So I've definitely been a slacking blogger here lately. Have you ever had one of those times where you just cannot for the life of you focus? That is how I have been these past few days. Can't even finish a thought- so bear with me here. I wouldn't really call it being overwhelmed- I'd say it's more consumed. Funny because as I posted earlier that is the word the Lord keeps giving to me- consumed. Consumed by Him.
Since we have 'spilled the beans' about our new additions it has been, to say the least, interesting. Honestly, you will probably laugh about this- but I didn't really realize that it was that big of a deal to adopt five kids at once. I always say that God can use even stupid people- so here I am- all signed up- check the stupid box. To me it just seemed so simple- a sibling group of five needs a family- we love kids- we are passionate about adoption- so where do we sign up? Apparently not everyone sees it that way.
As I have shared with some- I'm okay with people being shocked. Since we are figuring out that not everyone adopts five children at once -when they already have seven children- I am going to be OK with 'shock'. What I am having a hard time digesting though is the downright rude comments. So once again- guess I am stupid- because I just cannot see how this could be anything but a beautiful thing. I never said it would be easy- I do know that much. But this is not about easy. I didn't sign up for easy. It's not about me being a perfect mother. Not possible. No such thing. I know there will be days where I will fall flat on my face (I do that now with seven). There will be plenty of days were I don't get it right, days when I am so tired, so exhausted, and feel like I have nothing left in me to give. And yet it will be those times when God will be glorified the most because in those moments I will be reminded more than ever that this is not about me- it's all about Him.
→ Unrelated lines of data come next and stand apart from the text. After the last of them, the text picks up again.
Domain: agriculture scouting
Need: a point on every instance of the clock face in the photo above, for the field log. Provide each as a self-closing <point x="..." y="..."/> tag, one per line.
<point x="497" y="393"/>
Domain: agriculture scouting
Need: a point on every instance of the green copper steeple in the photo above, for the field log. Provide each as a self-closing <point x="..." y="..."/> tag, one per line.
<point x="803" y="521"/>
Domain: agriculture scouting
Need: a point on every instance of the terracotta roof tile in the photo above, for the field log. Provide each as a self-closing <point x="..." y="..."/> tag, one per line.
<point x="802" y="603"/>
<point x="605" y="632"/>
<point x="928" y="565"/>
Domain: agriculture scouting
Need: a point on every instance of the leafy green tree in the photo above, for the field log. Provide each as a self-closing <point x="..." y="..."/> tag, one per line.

So stick around and see... I have no idea how to parent 12 children- but I am willing. Willing to give all that I have, willing to work hard to figure out what works best for each child, willing to give up my comfort so that a child can be safe, cherished. Willing to love- regardless of if they love me back, willing to give up my space, my time, my energy, my sleep and some days my sanity. And want to know another stupid thing- I'm EXCITED about it! God used stupid little me- He trusts me to raise His most prized possessions. He loves me that much! Oh I am more than just signed up- I used a permanent marker. :0)
Once again I wanted to say a MEGA HUGE thank you to so many of you who have emailed, called and wrote about us on your blogs. God has blessed us more than words can say through you our precious friends, family and fellow adoptive families. Your support far outweighs the rude comments any day! You guys rock and we love you all!